Эцаган даже немного огорчается.
— Я себе купила собственную, — говорю. — Хотя эта совершенно прекрасная. И спасибо тебе еще раз за ткань.
— Пожалуйста. — Он пожимает плечами.
Мне кажется, парень как-то меланхолически настроен.
— Тебя опять не выпускают, что ли? — спрашиваю.
— Да нет, выпускают, конечно, я же теперь пассажир.
— А чего ты понурый такой?
— Да не хочу я на Муданг, — вздыхает уныло. — Мне не с чем туда возвращаться. Ничего не сделал, ничего не достиг.
— Да подожди еще, — говорю, — у тебя еще вся жизнь впереди, достигнешь, куда ты денешься.
— Ага, на Муданге достигнешь, как же… Там везде эти джингоши, умхнувш…
Последнее слово, видимо, было ругательством. Надо запомнить. Пока только развожу руками.
— Эцаган, если б я могла тебе чем-то помочь, обязательно бы так и сделала.
Он кивает, принимая мои слова, потом ловит мысками обеих ног свой мячик и потягивается.
— Значит, собираетесь еще много шить?
— Было бы неплохо, — говорю. — Вот просвети меня, если я кому-то кроме Азамата что-нибудь сошью, это как воспримется?
— Ну-у, смотря что… — протягивает Эцаган. — А вы Азамату много нашили?
— Нет, пока только рубашку, и еще гизик сплела.
— Это маловато, — строго отвечает Эцаган. — Если сейчас кому-то еще подарки делать начнете, получится, что этот кто-то вам почти так же важен.
— Ой, — говорю, — нет, мне так не надо. Мне надо, чтобы Азамат лидировал с большим отрывом.

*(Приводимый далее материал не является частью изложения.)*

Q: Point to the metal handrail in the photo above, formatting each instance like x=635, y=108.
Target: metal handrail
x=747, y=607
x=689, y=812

— Ну тогда нашейте ему кучу всего, а потом уже можно что-нибудь простенькое остальным.
— Отлично, — говорю, — так и сделаю. Поможешь мне с фасонами?
Эцаган прямо загорается этой идеей.
— С удовольствием! — говорит. — Может, и я шить научусь? Только вот не знаю, хорошо ли это будет выглядеть, если мы станем много времени вместе проводить…
— Надо будет кого-нибудь третьего рядом усадить, — усмехаюсь, — чтобы был свидетель, что мы ничего плохого не делаем.
Эцаган, похоже, принимается всерьез обдумывать мою идею, высказанную исключительно в шутку.
— Да ты что, — говорю, — у нас с тобой десять лет разница, не говоря уже об ориентации.